Is a police officer firing his weapon at a bad guy committing a crime no better than the bad guy firing back?  They both resorted to violence.

The U.S. went into Afghanistan to get Bin Laden and Al Qaeda.  We invaded Iraq in search of WMD.  The fact that our efforts did not then bear fruit does not devalue the motivation for the efforts.
 
Why did Putin invade Ukraine?  No one believes the purported Kremlin justification that ethnic Russians were in danger.  Undoubtedly, the real reason is that the autocrat saw the Kiev turmoil as an opportunity to expand Russia’s “sphere of influence” which had receded in the wake of the collapse of the USSR twenty-five years ago.

Vladimir Putin doesn’t care if American news people approve of his conduct.  Yet who would think that a seemingly intelligent, well-educated liberal like Erin Burnett (and she’s surely not alone) would be so naïve.  But maybe naivety is not the right term.  That word connotes  ignorance due to a lack of experience or knowledge.

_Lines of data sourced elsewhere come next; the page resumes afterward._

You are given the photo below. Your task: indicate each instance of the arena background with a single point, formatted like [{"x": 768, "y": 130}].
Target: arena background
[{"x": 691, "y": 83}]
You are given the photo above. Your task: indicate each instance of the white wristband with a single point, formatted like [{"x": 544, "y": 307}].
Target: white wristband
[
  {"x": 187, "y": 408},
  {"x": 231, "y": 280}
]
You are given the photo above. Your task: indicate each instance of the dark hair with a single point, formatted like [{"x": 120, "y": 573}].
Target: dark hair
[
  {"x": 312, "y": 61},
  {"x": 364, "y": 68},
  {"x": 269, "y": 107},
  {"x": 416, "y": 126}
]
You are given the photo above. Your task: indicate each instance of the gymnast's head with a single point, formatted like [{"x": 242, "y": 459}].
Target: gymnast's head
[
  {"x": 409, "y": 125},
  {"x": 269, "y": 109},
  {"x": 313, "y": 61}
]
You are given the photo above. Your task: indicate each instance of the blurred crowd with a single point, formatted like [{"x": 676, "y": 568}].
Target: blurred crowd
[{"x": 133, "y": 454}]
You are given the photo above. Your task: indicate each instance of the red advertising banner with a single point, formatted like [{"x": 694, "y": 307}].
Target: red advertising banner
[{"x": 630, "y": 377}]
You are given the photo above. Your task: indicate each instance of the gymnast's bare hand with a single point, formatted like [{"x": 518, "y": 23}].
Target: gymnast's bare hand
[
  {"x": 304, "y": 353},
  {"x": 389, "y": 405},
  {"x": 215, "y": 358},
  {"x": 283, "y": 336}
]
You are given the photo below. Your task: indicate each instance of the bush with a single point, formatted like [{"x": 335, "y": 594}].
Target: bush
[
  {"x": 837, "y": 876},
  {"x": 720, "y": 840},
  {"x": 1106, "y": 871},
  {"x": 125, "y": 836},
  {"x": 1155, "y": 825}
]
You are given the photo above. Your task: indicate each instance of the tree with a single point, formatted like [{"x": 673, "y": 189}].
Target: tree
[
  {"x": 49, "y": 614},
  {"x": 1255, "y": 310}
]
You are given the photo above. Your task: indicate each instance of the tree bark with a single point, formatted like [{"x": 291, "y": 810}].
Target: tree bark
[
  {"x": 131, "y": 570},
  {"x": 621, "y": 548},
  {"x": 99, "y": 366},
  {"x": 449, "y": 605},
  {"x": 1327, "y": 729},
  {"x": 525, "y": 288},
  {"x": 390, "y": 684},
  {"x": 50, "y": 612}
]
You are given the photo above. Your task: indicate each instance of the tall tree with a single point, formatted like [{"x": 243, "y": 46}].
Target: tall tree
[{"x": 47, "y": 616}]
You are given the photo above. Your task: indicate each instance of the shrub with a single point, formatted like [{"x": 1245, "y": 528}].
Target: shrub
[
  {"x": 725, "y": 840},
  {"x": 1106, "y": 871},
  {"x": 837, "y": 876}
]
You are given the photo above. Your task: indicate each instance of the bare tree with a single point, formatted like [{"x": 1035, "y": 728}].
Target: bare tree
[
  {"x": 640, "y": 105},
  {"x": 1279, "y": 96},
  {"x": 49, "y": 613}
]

But the correct explanation for the Burnetts, and the President is properly included, of liberal American is that there is a willful quality to their ignorance.  Their theory that the U.S. lacks moral superiority on the world stage causes them to reject reality which is inconsistent with their perspective of moral relativism.
 
Consider the phrase “sphere of influence.”  That’s a term in common usage among historians and foreign policy scholars.  Applying it to nations nearby a country such as Russia, China or the U.S. is a neutral designation.  The bigger and stronger try to influence, if not control, the smaller.  That has always been the way of the world.
 
But do you think that Ukraine or any other former member of the Soviet Union chooses to accept “membership” in the Russian sphere?

Plainly the fact that Putin wants to extend his sphere hardly means that Ukraine should be obligated to acquiesce, particularly considering the evidence that its people want to align with free, democratic Western Europe. 

It would have indeed been nice, but of course ideologically incompatible, for Ms. Burnett to have pointed that out.  She could also have commented on the hilarity of an aggressive, anti-democrat like Putin claiming to be looking out for the democratic rights of Ukrainian Russians.
 
Note:  other Russian apologists besides Erin Burnett have suggested that Russia is legitimately concerned about Ukraine’s possible joining of the European Union and eventually NATO since that development would pose a military danger to Russia.  That simply is ridiculous.  NATO was established in response to the aggression of the Soviet Union against Western Europeans.  NATO has never been the aggressor.  Ukraine’s fear of Russia is historically legitimate.  Russia’s supposed fear of a NATO member such as Ukraine is historically preposterous.